Department of Mathematics, University of Management and Technology, Lahore 54770, Pakistan.
Department of Mathematics, University of Management and Technology, Lahore 54770, Pakistan.
Artif Intell Med. 2022 Oct;132:102390. doi: 10.1016/j.artmed.2022.102390. Epub 2022 Sep 2.

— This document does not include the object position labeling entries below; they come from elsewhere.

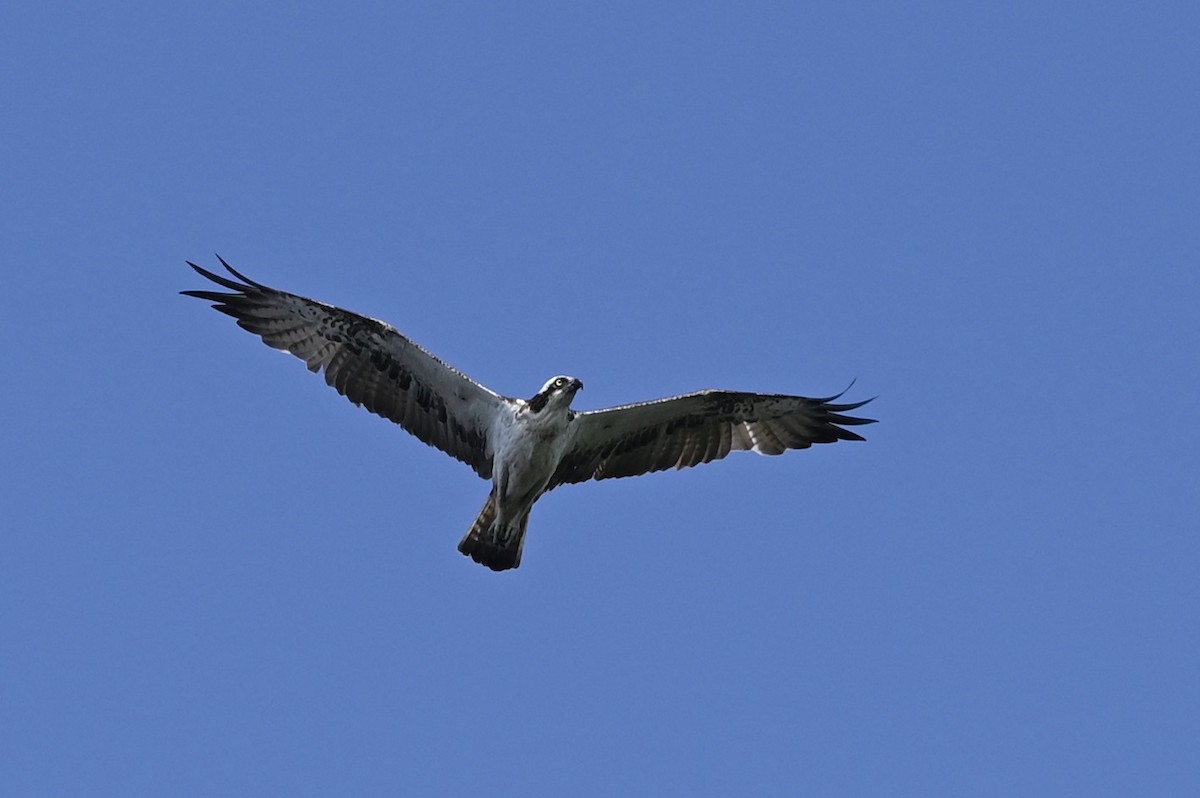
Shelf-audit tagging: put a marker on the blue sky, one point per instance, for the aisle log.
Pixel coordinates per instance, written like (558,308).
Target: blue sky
(219,577)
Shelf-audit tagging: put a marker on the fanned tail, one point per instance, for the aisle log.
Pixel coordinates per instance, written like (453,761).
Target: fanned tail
(498,556)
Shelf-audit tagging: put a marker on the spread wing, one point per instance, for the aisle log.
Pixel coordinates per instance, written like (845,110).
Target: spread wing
(369,363)
(696,429)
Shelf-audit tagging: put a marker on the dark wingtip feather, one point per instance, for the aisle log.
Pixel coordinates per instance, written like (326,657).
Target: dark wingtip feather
(239,275)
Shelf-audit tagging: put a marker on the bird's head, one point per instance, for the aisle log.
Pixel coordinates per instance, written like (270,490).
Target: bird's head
(558,391)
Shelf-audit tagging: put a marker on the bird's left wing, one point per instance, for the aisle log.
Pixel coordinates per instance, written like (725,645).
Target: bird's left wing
(696,429)
(369,363)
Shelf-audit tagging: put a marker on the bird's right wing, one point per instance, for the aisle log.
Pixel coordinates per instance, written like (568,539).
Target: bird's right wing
(695,429)
(371,364)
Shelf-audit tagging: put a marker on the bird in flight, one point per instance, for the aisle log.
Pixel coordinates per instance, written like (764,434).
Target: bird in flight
(525,447)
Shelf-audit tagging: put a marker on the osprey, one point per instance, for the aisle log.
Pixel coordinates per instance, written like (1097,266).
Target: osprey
(525,447)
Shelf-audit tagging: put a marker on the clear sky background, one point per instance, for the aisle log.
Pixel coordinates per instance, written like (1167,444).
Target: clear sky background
(220,577)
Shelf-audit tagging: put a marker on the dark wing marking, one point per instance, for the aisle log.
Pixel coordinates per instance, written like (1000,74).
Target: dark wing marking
(369,363)
(696,429)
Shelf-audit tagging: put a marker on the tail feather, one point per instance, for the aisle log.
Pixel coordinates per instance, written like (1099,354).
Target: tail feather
(497,556)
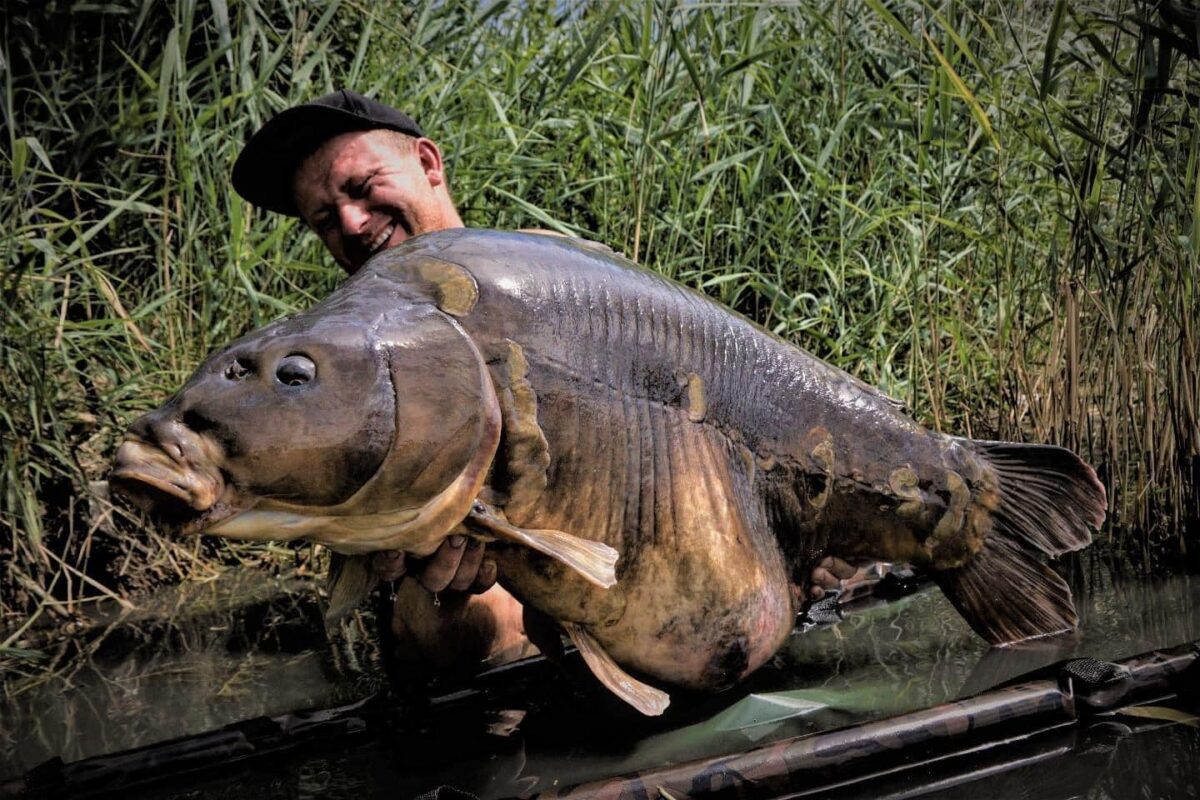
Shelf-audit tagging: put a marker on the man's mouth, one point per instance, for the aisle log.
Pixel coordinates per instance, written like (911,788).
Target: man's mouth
(381,239)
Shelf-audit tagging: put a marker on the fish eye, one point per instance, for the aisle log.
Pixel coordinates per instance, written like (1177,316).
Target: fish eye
(295,370)
(238,370)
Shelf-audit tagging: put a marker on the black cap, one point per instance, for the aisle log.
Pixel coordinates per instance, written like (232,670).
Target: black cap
(264,169)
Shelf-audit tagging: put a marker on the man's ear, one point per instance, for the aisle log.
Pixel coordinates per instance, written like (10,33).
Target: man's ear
(431,161)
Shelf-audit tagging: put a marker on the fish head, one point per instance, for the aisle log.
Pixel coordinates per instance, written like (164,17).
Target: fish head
(363,425)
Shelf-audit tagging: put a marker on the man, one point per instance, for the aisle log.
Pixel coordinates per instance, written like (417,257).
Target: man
(365,178)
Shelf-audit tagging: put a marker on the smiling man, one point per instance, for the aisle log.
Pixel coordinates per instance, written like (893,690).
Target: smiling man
(360,174)
(365,178)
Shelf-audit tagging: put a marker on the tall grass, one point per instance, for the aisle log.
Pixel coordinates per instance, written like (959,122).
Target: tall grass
(991,211)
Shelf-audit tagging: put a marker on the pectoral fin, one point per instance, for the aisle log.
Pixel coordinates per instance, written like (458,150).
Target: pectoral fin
(594,560)
(349,583)
(647,699)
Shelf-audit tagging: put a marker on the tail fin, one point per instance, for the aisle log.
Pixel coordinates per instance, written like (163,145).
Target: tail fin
(1049,497)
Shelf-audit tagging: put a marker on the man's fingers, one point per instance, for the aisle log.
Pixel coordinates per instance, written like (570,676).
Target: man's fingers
(839,567)
(443,565)
(486,577)
(468,567)
(389,565)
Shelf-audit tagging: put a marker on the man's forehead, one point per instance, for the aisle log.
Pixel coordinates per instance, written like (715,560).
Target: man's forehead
(339,161)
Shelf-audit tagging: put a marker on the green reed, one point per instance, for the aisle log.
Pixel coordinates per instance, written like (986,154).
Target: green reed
(988,210)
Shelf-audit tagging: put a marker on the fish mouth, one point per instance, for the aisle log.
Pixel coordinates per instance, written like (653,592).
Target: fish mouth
(178,495)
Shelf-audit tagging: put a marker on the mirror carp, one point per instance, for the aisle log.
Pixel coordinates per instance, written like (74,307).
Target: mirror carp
(658,468)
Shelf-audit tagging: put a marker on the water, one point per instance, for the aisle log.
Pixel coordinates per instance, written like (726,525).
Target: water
(247,645)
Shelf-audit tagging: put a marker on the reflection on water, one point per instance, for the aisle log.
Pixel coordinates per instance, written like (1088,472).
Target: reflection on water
(193,665)
(189,660)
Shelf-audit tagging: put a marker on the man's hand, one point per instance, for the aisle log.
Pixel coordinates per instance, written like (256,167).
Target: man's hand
(457,565)
(474,621)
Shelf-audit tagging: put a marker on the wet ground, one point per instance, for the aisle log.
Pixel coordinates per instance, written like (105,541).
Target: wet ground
(250,645)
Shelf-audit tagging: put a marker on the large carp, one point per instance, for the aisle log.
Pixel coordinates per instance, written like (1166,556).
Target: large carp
(540,391)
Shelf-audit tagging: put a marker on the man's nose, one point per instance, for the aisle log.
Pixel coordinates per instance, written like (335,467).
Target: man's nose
(354,217)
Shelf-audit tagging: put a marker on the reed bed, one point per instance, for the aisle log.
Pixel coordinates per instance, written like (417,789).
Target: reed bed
(990,210)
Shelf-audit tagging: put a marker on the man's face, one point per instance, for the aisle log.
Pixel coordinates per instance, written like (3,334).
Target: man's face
(365,191)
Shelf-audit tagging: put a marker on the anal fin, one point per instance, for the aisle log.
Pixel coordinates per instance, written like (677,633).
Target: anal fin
(351,582)
(594,560)
(643,697)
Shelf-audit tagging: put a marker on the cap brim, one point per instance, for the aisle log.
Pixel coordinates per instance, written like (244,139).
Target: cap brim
(264,170)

It goes without saying that coronavirus (COVID-19) is an infectious disease and many countries are coping with its different variants. Owing to the limited medical facilities, vaccine and medical experts, need of the hour is to intelligently tackle its spread by making artificial intelligence (AI) based smart decisions for COVID-19 suspects who develop different symptoms and they are kept under observation and monitored to see the severity of the symptoms. The target of this study is to analyze COVID-19 suspects data and detect whether a suspect is a COVID-19 patient or not, and if yes, then to what extent, so that a suitable decision can be made. The decision can be categorized such that an infected person can be isolated or quarantined at home or at a facilitation center or the person can be sent to the hospital for the treatment. This target is achieved by designing a mathematical model of COVID-19 suspects in the form of a multi-criteria decision making (MCDM) model and a novel AI based technique is devised and implemented with the help of newly developed plithogenic distance and similarity measures in fuzzy environment. All findings are depicted graphically for a clear understanding and to provide an insight of the necessity and effectiveness of the proposed method. The concept and results of the proposed technique make it suitable for implementation in machine learning, deep learning, pattern recognition etc.
不言而喻,冠状病毒(COVID-19)是一种传染病,许多国家正在应对其不同的变体。由于医疗设施、疫苗和医学专家有限,当务之急是通过基于人工智能(AI)的智能决策来应对其传播,这些决策针对出现不同症状的 COVID-19 疑似病例,并对他们进行观察和监测,以了解症状的严重程度。本研究的目的是分析 COVID-19 疑似病例数据,检测疑似病例是否为 COVID-19 患者,如果是,那么到何种程度,以便做出适当的决策。可以将决策分类为将感染者隔离或在家中或在便利中心进行隔离,或者将感染者送往医院进行治疗。这一目标是通过设计一个多标准决策(MCDM)模型形式的 COVID-19 疑似病例的数学模型来实现的,并借助新开发的模糊环境中的 plithogenic 距离和相似性度量来设计和实施一种新的基于 AI 的技术。所有的发现都以图形方式呈现,以便清楚地理解和提供对所提出方法的必要性和有效性的洞察。所提出技术的概念和结果使其适用于机器学习、深度学习、模式识别等领域的实施。